AAM supporters marched up Whitehall to the South African Embassy to protest against the killing of around 40 township residents at Boipatong on 26 June 1992. They asked the British government to support international monitoring of the violence in South Africa. Among those carrying the banner (left to right) are Peter Hain MP, Billy Nair, Patsy Pillay, Bob Hughes MP, Archbishop Trevor Huddleston and Ken Campbell, General Secretary of the Fire Brigades Union. After the march, Walter Sisulu and Trevor Huddleston led a vigil outside the South African Embassy in memory of those who died.

Walter Sisulu led a march up Whitehall on 26 June 1992 to protest against the massacre of residents of Boipatong township in the southern Transvaal. He called for sanctions to continue against South Africa until there was agreement on a new constitution. The protesters later held a vigil outside the South African Embassy.

On the night of 17 June 1992 around 40 residents of  Boipatong township were massacred in an attack by supporters of the Inkatha Freedom Party. The police did nothing to stop the killings and were later accused of complicity. The massacre was part of a pattern of killings by the IFP and undercover forces. Trevor Huddleston spoke at the funeral of the victims on 29 June. In the photograph he is seen with AAM Executive Secretary Mike Terry and Rev Dr John Lamola, Head of the South African Council of Churches Justice and Social Ministries Department.

Wales Anti-Apartheid Movement held this vigil in the aftermath of the massacre at Boipatong in June 1992. It called for international monitors to go to South Africa to help stop the violence and for the setting up of an interim government as a first step to a new democratic constitution.

In June 1992 negotiations for a new constitution broke down after a massacre of township residents at Boipatong in the southern Transvaal. At least 7,000 people died in political violence between 1990 and 1992. The killings were carried out by undercover units of the South African police and army and Zulu supporters of the Inkatha Freedom Party. This leaflet endorsed the ANC’s demands for specific actions to end the violence.

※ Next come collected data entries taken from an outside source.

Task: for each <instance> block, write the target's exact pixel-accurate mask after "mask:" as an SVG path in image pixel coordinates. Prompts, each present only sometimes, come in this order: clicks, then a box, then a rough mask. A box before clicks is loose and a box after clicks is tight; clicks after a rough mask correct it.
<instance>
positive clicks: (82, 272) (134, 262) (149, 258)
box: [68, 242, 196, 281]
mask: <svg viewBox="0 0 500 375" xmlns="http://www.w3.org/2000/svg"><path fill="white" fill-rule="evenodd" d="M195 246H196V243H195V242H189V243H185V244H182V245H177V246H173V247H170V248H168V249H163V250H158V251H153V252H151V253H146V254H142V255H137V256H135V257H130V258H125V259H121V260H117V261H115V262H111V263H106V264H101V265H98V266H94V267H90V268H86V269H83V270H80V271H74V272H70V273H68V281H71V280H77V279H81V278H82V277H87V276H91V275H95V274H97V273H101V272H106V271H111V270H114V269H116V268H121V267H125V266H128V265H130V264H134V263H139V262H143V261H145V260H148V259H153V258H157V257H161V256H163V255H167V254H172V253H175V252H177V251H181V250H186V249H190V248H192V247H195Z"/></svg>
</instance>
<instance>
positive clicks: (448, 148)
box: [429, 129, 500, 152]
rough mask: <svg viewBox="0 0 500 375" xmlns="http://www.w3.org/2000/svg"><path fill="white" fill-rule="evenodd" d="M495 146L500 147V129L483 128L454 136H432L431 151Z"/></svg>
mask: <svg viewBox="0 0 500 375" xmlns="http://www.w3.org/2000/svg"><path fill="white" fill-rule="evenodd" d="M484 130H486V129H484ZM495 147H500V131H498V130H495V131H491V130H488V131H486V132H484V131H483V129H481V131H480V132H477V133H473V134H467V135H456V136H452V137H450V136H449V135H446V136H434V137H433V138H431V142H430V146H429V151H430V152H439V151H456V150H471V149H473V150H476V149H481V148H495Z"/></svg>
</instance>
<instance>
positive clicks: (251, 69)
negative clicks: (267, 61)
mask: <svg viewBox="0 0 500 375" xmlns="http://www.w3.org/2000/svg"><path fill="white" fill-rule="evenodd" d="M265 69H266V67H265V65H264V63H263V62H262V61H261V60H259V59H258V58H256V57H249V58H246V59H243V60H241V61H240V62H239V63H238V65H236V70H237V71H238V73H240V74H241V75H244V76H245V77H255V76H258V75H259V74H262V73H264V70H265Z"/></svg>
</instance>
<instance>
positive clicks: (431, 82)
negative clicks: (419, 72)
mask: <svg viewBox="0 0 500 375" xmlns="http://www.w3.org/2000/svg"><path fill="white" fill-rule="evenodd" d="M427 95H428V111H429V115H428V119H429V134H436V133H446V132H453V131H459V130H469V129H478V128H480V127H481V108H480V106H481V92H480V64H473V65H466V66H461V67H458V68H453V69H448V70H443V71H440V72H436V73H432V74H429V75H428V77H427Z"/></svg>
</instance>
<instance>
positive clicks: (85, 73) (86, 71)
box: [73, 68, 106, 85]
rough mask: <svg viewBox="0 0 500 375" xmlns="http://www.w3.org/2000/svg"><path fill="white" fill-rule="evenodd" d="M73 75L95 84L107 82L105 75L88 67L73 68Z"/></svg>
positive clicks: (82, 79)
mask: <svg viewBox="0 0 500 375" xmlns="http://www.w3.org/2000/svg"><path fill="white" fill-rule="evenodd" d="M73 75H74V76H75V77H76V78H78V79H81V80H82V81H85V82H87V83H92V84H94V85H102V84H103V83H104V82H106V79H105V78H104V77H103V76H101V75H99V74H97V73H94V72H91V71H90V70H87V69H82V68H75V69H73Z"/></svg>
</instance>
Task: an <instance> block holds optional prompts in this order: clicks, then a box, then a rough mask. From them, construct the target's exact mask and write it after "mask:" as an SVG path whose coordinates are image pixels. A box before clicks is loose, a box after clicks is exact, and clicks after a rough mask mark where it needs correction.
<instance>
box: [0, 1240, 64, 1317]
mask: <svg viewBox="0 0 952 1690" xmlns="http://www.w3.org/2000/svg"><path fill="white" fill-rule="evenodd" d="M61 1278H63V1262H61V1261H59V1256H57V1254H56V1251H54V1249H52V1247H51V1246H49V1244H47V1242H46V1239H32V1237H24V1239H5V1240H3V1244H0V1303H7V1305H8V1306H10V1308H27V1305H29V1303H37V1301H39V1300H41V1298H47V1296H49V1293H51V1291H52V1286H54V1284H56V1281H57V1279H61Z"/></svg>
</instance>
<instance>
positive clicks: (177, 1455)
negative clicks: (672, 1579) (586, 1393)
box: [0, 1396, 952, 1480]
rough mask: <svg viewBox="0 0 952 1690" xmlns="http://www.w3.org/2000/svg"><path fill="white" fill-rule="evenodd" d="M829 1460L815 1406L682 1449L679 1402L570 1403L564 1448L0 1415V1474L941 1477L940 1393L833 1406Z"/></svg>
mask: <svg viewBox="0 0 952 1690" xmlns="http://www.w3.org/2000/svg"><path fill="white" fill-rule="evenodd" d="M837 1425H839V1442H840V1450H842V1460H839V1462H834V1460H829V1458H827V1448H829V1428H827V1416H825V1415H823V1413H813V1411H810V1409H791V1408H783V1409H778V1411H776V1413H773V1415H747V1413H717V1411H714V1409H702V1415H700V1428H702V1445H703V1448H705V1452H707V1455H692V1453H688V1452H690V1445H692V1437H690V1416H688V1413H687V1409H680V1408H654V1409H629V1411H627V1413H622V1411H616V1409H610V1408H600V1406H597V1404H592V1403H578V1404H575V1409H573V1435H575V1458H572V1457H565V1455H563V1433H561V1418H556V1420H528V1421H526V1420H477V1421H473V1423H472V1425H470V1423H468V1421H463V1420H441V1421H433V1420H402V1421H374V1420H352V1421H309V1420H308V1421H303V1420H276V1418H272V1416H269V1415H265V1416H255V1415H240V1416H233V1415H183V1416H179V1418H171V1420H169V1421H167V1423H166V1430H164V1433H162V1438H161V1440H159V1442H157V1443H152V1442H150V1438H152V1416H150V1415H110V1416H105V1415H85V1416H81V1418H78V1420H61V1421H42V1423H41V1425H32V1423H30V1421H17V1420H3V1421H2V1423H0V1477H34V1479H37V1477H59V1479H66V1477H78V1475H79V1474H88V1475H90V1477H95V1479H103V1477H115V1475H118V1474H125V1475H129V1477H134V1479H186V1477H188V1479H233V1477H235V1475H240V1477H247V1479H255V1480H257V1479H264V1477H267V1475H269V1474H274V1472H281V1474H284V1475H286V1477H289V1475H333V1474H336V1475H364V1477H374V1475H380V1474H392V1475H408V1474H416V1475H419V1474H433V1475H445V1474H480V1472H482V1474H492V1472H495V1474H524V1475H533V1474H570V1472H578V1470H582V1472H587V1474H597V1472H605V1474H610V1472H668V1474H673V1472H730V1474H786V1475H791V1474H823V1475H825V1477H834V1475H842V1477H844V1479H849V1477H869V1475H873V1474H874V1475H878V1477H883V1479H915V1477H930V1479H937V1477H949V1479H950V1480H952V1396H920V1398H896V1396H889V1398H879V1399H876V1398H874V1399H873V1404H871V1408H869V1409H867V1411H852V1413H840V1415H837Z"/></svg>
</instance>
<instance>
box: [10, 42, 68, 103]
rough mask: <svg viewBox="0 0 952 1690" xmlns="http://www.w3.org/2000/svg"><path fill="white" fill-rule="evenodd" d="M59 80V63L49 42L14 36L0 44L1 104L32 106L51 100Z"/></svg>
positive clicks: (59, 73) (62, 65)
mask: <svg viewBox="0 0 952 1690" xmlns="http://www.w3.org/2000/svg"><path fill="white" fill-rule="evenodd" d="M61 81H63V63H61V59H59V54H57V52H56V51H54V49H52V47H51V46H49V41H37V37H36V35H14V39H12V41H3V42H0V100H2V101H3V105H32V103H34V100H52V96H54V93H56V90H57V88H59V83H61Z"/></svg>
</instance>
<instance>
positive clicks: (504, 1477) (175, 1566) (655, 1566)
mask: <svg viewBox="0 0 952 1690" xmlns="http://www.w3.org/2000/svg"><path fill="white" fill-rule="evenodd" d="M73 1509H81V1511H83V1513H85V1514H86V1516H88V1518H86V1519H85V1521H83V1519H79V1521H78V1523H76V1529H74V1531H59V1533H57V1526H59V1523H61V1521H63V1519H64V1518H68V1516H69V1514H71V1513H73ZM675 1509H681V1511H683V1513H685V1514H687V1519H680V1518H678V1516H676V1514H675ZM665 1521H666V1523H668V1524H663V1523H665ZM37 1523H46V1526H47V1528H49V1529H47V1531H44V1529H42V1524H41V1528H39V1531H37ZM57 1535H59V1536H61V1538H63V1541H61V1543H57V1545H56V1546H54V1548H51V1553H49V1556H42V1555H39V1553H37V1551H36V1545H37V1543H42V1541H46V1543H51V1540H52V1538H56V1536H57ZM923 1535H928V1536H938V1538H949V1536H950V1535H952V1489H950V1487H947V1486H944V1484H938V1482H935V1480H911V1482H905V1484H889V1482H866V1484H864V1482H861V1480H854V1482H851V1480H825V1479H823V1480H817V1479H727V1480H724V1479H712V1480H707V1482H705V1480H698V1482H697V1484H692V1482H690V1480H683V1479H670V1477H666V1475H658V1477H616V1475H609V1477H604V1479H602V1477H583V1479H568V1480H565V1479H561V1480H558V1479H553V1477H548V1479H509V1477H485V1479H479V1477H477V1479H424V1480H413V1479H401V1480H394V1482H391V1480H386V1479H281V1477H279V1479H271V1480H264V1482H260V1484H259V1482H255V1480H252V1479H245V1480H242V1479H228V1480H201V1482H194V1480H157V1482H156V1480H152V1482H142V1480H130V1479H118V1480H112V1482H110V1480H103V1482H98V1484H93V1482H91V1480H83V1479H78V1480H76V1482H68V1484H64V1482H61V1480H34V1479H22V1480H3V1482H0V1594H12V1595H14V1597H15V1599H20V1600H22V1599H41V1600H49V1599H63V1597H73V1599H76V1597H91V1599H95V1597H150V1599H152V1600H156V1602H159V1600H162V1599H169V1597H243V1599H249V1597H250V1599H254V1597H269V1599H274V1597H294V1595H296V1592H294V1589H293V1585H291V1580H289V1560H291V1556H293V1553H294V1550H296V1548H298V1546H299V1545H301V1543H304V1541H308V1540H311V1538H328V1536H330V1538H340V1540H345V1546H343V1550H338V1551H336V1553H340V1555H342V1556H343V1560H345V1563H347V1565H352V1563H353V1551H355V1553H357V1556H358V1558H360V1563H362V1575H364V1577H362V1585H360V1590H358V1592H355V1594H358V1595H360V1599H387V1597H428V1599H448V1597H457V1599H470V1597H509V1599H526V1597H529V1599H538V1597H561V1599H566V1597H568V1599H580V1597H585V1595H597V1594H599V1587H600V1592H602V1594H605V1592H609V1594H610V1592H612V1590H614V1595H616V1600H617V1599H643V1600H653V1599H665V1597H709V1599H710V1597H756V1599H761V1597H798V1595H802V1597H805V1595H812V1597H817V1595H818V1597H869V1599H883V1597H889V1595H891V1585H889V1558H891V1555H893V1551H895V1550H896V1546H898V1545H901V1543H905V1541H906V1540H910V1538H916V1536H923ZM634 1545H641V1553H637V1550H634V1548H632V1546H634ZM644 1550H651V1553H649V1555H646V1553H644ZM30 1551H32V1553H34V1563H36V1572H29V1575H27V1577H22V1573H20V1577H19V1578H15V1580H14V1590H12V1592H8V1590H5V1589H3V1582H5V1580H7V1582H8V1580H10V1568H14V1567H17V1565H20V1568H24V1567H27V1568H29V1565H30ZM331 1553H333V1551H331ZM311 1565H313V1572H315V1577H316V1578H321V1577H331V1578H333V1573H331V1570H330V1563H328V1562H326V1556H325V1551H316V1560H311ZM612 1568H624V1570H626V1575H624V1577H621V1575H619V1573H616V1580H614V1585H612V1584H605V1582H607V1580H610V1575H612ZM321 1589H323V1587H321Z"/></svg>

Anti-apartheid movements in Western Europe worked together in the 1990s to pressure the European Community to support democracy in South Africa. This leaflet publicised a march to lobby a meeting of EC Foreign Ministers held in September 1992, in Welwyn Garden City, near London.

In the first three years of F W Klerk’s presidency, at least 7,000 South Africans were killed in political violence perpetrated by the Inkatha Freedom Party and undercover forces. In its September 1992 Month of Action for Peace and Democracy, the AAM called on de Klerk to take measures to stop the killings.

TUC General Secretary Norman Willis with shopworkers leader Garfield Davies and Rodney Bickerstaffe, General Secretary of the public sector workers union NUPE, at the AAM’s stall at the 1992 TUC annual congress.